The terms "title" and "deed of trust" are associated with real estate transactions. They're closely related to each other, but are slightly different. The title to your property contains a detailed history of past owners and liens. A deed of trust is a type of security instrument used by your mortgage lender.
Title
Most people tend to think that the title to their property is a tangible document, but that's not really the case. The title is actually a report complied to include the current and past owners of the property, a list of deed transactions, a list of mortgages and other liens on the property. Title abstractors search for the information through recorded property information on public record. From the documents, the abstractor can establish a chain of title.

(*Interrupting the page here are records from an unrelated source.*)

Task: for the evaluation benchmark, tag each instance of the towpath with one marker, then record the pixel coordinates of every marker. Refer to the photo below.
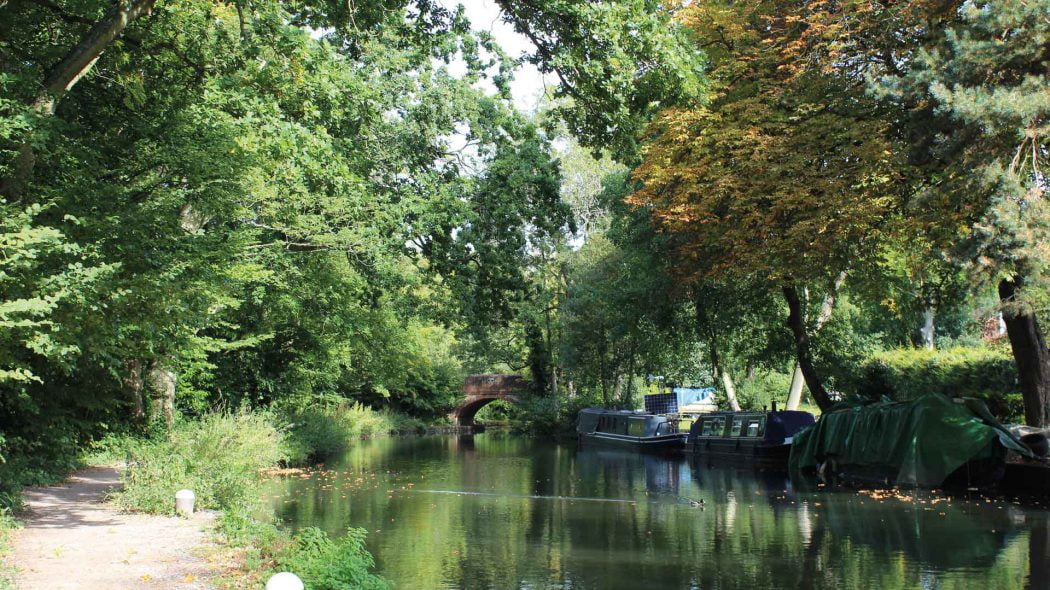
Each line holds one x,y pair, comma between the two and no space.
72,540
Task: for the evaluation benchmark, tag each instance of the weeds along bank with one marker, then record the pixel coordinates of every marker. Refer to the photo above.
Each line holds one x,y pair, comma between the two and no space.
221,456
7,524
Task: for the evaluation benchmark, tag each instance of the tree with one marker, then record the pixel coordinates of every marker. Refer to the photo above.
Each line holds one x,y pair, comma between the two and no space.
982,116
782,176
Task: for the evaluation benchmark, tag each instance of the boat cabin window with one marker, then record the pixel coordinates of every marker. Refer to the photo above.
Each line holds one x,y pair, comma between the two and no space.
737,426
636,426
714,426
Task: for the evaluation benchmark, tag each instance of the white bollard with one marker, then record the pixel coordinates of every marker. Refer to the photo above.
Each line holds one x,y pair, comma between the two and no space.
284,581
184,502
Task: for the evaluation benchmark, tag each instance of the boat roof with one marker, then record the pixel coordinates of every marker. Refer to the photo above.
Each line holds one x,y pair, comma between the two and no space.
615,412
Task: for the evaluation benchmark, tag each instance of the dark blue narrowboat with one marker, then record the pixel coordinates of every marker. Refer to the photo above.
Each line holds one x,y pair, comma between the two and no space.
753,437
633,429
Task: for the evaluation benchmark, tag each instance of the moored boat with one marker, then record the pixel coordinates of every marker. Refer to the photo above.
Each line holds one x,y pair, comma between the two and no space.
931,441
762,438
634,429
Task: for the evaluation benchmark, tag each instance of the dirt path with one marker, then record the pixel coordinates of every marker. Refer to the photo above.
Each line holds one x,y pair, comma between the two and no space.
71,540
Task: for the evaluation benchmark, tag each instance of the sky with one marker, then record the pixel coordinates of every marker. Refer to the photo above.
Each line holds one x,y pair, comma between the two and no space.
484,15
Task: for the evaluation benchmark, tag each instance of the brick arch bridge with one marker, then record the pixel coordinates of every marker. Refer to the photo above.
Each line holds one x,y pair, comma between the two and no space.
480,391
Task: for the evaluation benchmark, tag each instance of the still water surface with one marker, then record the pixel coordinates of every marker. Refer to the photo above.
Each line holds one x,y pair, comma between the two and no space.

He'll put together a title report, which is basically a chronological listing of the activity taking place in regards to property transactions. Having a free and clear title to property means that there are no liens, defects or other encumbrances filed against it such as a mortgage loan or a tax lien.
Deed Holders
You gained ownership of your property through a deed. The previous owner signed the deed granting his interest in the property to you. The deed was then filed on public record and you are now considered the homeowner. The deed established how you hold the title, or how it's vested. For example, you can hold a property solely as an individual or jointly with someone else like a spouse. The deed is the document that actually transfers and shows evidence of ownership. The title reflects the deed transfers for a piece of property. As a homeowner, you should have the original, or a copy of the deed. You can have a copy of the title report, but it's not a formal document.
Security Instrument
When a mortgage loan is used to finance the purchase of a home, the lender uses the house itself as collateral. If you default on the loan in the future, the lender can foreclose on the property and sell it. To establish their interest in the property, the lender makes their borrowers sign a security instrument. These are either a mortgage or deed of trust depending on what state you live in. The lender's interest in the property is only valid until the loan is paid in full.
Deed of Trust
A deed of trust is a loan document that details the terms and conditions of the loan agreement. It includes the lender's name, borrower's name, loan amount, length of the loan and interest rate information. Additionally, the deed of trust acts to place the property in a trust controlled by a trustee. The trustee will act on behalf of the lender if a foreclosure is necessary. Usually the trustee is not an individual, but rather a title insurance company or escrow management firm. A deed of trust is also filed on public record and will appear on a title report. When the loan is paid in full, the lender issues a release document to be filed that dissolves the trust and evidences the loan as satisfied.